There were several out right factual errors.:-
Knitted tea-cosyies were fashion household item in the thirties ( and it was a thirties pattern that they showed) although they still appeared in the forties.
Fair–isle is traditionally knitted by weaving in the carried threads as you knit, not looping them across the back .
The poodle bottle covers were, from memory , crocheted not knitted. In this area they could have also looked at toilet paper covers and other items made for church bazaars.
The issue of knitted swimsuits was covered very poorly . You can not test out whether they sag or not using modern yarns. Today’s yarns have been treated so that they wash well, in other words they do not take water up into the body of the yarn. A quick dip in the sea is not sufficient to soak a yarn, even a thirties yarn. Knitted swimsuits sagged when they were wet !!!
There were a number of cases of what can only be described as infelicitous editing. The film of the Queen at her Comfort Fund group showed lengthy film of a sewing group. The first extract from the specialist speaking about knitting during the war stated that women knitted because it was relaxing and gave them something else to think about – NO – they knitted because they were supplying essential items for the serving troops. There was a long section on the jumpers belonging to Giles Brandreth, yet no acknowledgement that he was usually considered a bit of a joke and that his sweaters were not fashionable.

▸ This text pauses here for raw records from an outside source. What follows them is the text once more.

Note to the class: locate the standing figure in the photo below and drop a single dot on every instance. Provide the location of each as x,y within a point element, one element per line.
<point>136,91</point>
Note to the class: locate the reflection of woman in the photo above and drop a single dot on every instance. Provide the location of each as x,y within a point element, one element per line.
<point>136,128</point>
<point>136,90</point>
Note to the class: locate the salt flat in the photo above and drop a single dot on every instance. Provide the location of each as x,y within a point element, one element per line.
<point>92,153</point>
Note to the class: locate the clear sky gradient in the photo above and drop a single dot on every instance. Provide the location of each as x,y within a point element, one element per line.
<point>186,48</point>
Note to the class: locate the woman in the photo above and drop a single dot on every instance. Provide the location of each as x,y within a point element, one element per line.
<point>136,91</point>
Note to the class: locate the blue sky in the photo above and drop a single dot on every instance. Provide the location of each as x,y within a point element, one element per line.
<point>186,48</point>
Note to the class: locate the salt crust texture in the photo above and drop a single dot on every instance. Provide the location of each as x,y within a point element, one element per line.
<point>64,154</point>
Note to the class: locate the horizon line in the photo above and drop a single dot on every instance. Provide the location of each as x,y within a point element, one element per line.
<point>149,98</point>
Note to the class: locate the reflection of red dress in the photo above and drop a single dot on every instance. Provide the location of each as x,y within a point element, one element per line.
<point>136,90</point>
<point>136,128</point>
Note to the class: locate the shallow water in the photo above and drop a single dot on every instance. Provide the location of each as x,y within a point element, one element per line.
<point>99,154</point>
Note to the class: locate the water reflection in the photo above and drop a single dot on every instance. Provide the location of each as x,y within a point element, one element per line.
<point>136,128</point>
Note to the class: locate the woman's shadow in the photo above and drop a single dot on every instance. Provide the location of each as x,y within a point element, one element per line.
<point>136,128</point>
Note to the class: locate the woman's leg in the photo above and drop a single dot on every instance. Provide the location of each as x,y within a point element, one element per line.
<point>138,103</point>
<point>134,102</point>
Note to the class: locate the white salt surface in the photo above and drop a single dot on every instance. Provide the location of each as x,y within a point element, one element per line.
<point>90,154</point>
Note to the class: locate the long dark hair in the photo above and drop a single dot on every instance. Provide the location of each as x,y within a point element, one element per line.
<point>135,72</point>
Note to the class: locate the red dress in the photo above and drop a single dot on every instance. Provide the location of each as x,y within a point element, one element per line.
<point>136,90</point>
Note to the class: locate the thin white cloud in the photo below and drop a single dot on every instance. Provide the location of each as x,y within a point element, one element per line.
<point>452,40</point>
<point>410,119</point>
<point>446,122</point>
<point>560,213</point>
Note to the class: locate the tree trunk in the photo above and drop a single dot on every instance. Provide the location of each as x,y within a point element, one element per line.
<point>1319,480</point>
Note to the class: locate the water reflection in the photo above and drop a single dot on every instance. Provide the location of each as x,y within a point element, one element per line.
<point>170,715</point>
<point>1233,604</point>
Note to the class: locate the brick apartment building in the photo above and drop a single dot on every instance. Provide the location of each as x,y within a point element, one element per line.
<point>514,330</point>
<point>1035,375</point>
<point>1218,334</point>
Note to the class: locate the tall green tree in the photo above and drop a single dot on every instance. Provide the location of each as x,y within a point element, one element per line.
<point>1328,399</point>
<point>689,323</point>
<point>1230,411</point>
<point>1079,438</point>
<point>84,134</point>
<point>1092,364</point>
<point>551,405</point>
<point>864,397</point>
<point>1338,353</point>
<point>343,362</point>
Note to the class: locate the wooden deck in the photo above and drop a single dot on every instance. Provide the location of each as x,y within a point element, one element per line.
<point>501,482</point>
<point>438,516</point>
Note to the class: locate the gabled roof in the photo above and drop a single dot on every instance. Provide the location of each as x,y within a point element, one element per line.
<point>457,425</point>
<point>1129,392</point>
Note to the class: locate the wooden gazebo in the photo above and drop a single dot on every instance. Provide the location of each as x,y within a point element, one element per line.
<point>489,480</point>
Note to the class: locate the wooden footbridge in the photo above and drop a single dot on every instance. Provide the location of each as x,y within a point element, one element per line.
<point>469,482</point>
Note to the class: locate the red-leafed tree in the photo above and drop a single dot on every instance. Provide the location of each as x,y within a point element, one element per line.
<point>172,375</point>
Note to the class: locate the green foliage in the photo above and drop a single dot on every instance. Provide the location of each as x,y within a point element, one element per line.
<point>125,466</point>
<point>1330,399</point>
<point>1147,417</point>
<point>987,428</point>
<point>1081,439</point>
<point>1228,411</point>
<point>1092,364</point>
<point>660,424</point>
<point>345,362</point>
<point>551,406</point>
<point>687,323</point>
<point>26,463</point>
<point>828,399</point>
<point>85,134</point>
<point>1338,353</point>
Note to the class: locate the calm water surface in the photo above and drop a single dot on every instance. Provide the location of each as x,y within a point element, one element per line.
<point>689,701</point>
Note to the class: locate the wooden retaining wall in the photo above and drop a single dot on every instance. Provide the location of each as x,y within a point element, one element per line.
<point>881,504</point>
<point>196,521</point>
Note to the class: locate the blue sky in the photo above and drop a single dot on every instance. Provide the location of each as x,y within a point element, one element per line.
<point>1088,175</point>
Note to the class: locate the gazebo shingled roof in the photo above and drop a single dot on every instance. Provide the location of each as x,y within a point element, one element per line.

The piece on the knitting by POWs was interesting but had little to do with the development of the argument.
There was far too much background film- for example war footage.
And finally the omissions.
There was a comment , quite rightly, about the fact that knitting machines were often abandoned because they were difficult to use, however no similar comment when they showed fashion items from knitting books and women’s magazines. Knitters by these usually for one pattern, igno9ring the more exotic or difficult to knit patterns.
The only designer interviewed was Kaffe Fassett, who said himself that he is not interested in garment shaping. There are a number of British Designers, both past and present who could have been interviewed and would have given a more balanced picture.
While talking about the knitting effort during the war there was no mention of the coupon system, or where the yarn for the comfort fund goods came from or who paid for it,
There was no consideration of the role of knitting wool mills and these days specialist spinners , who provide the yarn for the knitters and also produce the pattern books that most knitters rely on.
There was a brief mention of the fact that in a group all the women had learnt to knit across the generations ( grandmother teaching daughter etc) . This fact was passed over very quickly but it is what makes knitting as a craft different from almost all other activities.
Clearly I could go on and on.
This was a badly made, superficial programme. It did not illustrate the rise of knitting a Fashion item.